Description
Environment info
transformers
version: 4.13.0- Platform: Windows-10-10.0.19043-SP0
- Python version: 3.9.7
- PyTorch version (GPU?): 1.10.0+cu113 (True)
- Tensorflow version (GPU?): 2.7.0 (True)
- Flax version (CPU?/GPU?/TPU?): not installed (NA)
- Jax version: not installed
- JaxLib version: not installed
- Using GPU in script?: no
- Using distributed or parallel set-up in script?: no
Who can help
Information
Models I am using: DistilBERT, BERT, RoBERTa
The problem arises when using:
- my own modified scripts: (see below)
The tasks I am working on is:
- my own task or dataset: (see below)
To reproduce
When adding a new token to various models (so far found with DistilBERT, BERT, and RoBERTa), adding a new token using the add_tokens
function changes how adjacent parts of the string are tokenized in subtle ways (for DistilBERT and BERT, this might depend on do_basic_tokenize
being set to False
when creating the tokenizer, at least in the examples I've found). (This might be related to the issue reported in #11531, but that one specifically mentions T5.) See the code below for details.
This doesn't seem like intended behavior based on what I can tell from looking at the documentation, but it's possible I'm misunderstanding something about the right way to add new tokens to produce the behavior I'd like. (Currently, to get the expected behavior, I've had to manually modify the vocab (+ merges file for RoBERTa), using additional scripting, and load the tokenizer from the modified files.
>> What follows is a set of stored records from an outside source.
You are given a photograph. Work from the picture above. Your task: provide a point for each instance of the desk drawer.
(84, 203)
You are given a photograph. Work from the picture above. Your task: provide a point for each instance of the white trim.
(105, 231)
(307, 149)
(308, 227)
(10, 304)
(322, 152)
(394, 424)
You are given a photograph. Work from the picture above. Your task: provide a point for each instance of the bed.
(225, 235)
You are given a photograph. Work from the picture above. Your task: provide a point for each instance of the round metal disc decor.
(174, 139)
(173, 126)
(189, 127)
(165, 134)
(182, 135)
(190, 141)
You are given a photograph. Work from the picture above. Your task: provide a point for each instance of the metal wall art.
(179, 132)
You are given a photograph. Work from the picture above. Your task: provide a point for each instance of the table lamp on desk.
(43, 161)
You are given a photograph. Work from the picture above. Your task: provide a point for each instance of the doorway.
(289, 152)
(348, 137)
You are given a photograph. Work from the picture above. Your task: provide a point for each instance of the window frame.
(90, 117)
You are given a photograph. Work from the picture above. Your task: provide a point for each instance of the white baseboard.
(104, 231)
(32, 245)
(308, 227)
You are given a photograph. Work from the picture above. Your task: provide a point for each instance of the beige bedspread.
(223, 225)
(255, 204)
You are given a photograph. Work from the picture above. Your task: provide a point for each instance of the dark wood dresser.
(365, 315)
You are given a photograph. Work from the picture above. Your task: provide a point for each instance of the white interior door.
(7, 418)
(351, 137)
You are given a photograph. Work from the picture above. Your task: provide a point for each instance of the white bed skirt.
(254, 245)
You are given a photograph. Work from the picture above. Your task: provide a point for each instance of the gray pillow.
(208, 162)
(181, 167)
If it'd be of use, I could post the code for that workaround here, but I've left it out for now since it's a bit long and may not be relevant.)
Steps to reproduce the behavior:
(Distil)BERT:
from transformers import DistilBertTokenizer, BertTokenizer
new_word = 'mynewword'
# BERT
bt = BertTokenizer.from_pretrained('bert-base-uncased', do_basic_tokenize=False)
bt.tokenize('mynewword') # verify the new word doesn't yet exist
# ['my', '##ne', '##w', '##word']
bt.tokenize('testing.')
# ['testing', '##.'] (note that the period is tokenized as '##.')
bt.add_tokens(new_word)
bt.tokenize('mynewword') # verify the new token now exists
# ['mynewword']
bt.tokenize('mynewword.')
# ['mynewword', '.'] (note that the period is tokenized as '.' rather than the expected '##.')
# DistilBERT
dbt = DistilBertTokenizer.from_pretrained('distilbert-base-uncased', do_basic_tokenize=False)
dbt.tokenize('mynewword')
# ['my', '##ne', '##w', '##word']
dbt.tokenize('testing.')
# ['testing', '##.']
dbt.add_tokens(new_word)
dbt.tokenize('mynewword')
# ['mynewword']
dbt.tokenize('mynewword.')
# ['mynewword', '.'] (expected: ['mynewword', '##.'])
RoBERTa:
from transformers import RobertaTokenizer
new_word = 'mynewword'
rt = RobertaTokenizer.from_pretrained('roberta-base')
rt.tokenize('mynewword') # verify the new word doesn't yet exist
# ['my', 'new', 'word']
rt.tokenize('A testing a')
# ['A', 'Ġtesting', 'Ġa'] (note that the final token includes a preceding 'Ġ')
rt.add_tokens(new_word)
rt.tokenize('mynewword') # verify the new token was added
# ['mynewword']
rt.tokenize('A mynewword a')
# ['A', 'mynewword', 'a'] (note that the final token lacks a 'Ġ')
Expected behavior
Adding a token to a tokenizer should not affect tokenization of adjacent elements (when these are not part of the added token).